There’s just something nice about having a nice cup of iced tea in the summer time, especially when it’s sweltering hot outside and you’re trying to find some relief in the shade. I’m all for pairing some matcha with something floral, especially if it winds up tasting good and the lavender and matcha combination did not disappoint!

Iced Lavender Matcha Latte – Serves 1

2 teaspoons matcha
100ml warm water
1 tablespoon Lavender Simple Syrup (see recipe below)
200ml milk
Ice

In the matcha preparing vessel of your choice, prepare the matcha powder with water.
Once mixed, stir in Lavender Simple Syrup.
In a glass, add ice cubes, followed by sweetened matcha.
Top with milk product of your choice (I use unsweetened organic soy milk).
Garnish with lavender buds.

It takes a bit of effort to make that Lavender Simple Syrup – but it’s so worth it to get that floral flavour into your drinks! I use the same Lavender Simple Syrup in my London Fog (Earl Grey Latte) recipe.

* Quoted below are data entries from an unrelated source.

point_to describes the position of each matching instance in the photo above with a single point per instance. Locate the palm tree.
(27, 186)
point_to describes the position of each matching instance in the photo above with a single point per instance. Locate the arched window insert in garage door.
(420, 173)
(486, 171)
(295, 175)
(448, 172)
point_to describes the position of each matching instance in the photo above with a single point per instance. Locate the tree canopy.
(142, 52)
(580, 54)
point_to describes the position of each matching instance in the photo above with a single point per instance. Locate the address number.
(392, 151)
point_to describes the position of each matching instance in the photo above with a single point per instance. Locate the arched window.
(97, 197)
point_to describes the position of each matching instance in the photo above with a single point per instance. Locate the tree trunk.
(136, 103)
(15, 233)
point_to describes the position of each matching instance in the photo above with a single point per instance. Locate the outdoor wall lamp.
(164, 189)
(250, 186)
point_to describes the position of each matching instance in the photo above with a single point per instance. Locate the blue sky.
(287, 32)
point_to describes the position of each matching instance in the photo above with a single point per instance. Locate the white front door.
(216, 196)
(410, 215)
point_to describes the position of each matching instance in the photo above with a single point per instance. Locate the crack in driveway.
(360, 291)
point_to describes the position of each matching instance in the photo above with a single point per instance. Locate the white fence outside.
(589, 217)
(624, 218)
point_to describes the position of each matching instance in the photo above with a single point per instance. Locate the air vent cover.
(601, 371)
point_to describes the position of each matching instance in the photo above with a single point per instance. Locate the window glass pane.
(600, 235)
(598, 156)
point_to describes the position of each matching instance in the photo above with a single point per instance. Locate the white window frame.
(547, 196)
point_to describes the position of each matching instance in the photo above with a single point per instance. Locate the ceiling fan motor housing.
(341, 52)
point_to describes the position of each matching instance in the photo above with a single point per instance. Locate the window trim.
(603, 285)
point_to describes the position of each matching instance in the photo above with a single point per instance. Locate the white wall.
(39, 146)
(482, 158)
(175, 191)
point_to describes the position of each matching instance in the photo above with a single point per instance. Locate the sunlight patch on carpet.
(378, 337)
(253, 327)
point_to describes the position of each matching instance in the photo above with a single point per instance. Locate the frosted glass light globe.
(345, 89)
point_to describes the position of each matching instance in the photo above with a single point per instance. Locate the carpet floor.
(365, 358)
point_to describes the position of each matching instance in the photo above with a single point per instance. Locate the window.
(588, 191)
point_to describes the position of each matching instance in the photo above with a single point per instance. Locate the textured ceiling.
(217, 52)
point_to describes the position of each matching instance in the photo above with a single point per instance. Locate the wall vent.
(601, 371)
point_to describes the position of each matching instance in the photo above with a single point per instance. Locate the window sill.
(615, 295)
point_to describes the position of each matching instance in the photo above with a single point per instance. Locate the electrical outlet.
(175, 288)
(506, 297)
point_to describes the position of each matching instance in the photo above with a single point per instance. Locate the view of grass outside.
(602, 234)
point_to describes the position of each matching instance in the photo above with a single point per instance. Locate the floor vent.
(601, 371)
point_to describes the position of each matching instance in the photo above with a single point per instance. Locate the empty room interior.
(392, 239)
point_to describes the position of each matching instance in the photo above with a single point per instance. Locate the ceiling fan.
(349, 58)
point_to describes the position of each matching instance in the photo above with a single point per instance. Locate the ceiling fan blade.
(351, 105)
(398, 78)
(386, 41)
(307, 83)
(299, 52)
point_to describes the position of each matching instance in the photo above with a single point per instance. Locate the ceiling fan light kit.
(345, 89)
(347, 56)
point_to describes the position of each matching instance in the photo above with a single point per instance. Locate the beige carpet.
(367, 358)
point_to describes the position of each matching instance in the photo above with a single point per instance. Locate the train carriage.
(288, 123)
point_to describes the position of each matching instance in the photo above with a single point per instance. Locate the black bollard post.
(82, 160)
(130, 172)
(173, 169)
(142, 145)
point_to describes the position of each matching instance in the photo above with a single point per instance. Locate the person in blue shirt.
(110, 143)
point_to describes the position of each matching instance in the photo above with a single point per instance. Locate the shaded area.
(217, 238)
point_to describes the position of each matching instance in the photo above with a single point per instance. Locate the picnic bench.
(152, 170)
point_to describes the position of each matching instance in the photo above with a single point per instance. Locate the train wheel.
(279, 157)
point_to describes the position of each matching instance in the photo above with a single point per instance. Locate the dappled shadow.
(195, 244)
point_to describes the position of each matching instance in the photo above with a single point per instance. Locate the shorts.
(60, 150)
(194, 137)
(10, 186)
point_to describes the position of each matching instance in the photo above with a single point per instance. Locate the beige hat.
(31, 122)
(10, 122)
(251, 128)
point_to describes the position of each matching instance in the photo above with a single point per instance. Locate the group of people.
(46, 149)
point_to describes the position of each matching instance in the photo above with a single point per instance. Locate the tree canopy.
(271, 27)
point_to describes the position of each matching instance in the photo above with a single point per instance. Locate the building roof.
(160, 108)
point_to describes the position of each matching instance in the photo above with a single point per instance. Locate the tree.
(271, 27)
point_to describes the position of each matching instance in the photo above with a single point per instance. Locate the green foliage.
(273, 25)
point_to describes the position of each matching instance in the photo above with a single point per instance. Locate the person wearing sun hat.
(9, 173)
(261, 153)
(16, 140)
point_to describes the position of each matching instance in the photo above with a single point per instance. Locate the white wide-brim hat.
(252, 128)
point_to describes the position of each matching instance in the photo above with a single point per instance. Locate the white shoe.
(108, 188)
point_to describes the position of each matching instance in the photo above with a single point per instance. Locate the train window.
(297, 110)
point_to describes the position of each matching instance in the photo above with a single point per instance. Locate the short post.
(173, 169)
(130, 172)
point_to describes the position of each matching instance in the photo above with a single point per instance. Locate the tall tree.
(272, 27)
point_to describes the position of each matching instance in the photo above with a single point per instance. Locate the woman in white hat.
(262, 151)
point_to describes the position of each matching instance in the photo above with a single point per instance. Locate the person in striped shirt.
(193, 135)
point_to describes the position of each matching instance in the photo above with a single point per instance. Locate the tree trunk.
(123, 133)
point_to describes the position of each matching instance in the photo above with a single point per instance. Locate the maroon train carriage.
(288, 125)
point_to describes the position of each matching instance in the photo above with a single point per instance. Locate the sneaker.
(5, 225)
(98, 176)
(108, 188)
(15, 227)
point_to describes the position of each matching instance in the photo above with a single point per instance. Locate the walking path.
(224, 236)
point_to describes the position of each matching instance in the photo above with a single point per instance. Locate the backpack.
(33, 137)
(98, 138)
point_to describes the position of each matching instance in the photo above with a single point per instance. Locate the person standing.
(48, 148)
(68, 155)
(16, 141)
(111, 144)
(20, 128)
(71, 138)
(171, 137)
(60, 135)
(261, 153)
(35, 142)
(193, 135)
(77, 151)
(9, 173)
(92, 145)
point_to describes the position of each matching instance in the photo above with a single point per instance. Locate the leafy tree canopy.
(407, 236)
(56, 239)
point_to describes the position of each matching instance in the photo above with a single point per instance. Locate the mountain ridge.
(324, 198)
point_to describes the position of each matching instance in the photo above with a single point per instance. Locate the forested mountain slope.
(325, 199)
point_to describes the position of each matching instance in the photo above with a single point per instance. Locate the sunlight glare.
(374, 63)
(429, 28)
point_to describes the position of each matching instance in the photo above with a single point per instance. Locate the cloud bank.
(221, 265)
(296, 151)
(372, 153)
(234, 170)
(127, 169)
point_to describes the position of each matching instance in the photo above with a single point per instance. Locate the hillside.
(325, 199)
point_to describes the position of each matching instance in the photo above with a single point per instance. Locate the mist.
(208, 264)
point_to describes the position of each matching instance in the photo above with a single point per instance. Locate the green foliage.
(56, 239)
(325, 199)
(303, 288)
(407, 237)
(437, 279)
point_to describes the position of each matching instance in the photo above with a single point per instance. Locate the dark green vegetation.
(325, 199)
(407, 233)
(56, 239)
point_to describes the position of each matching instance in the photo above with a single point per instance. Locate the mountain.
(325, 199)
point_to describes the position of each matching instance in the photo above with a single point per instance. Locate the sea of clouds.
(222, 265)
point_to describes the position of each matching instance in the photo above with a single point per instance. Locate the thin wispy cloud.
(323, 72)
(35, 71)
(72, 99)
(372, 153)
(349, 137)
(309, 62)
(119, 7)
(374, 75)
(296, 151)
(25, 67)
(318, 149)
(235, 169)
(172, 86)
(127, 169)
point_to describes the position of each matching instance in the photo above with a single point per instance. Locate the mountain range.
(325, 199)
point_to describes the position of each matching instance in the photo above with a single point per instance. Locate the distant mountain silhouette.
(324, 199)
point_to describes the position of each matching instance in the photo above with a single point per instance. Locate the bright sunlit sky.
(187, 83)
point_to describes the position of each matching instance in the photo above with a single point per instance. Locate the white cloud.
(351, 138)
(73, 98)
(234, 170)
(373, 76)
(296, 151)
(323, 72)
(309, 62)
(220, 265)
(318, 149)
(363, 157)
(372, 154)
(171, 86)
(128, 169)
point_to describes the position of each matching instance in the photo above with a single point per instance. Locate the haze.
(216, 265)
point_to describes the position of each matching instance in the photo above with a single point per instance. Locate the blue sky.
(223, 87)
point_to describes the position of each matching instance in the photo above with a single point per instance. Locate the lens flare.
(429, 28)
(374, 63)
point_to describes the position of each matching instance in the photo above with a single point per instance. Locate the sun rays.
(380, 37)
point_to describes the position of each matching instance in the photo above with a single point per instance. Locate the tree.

Lavender Simple Syrup Recipe & Directions

1 cup sugar
1 cup water
2 tablespoons lavender buds

Combine all ingredients in a sauce pan over medium heat.
Allow mixture to come to a simmer for 2-3 minutes.
Turn off heat and allow the simple syrup to cool.
Pour simple syrup into a jar or container, use a sieve to strain out lavender buds.

Store Lavender Simple Syrup in your fridge for up to 2 weeks.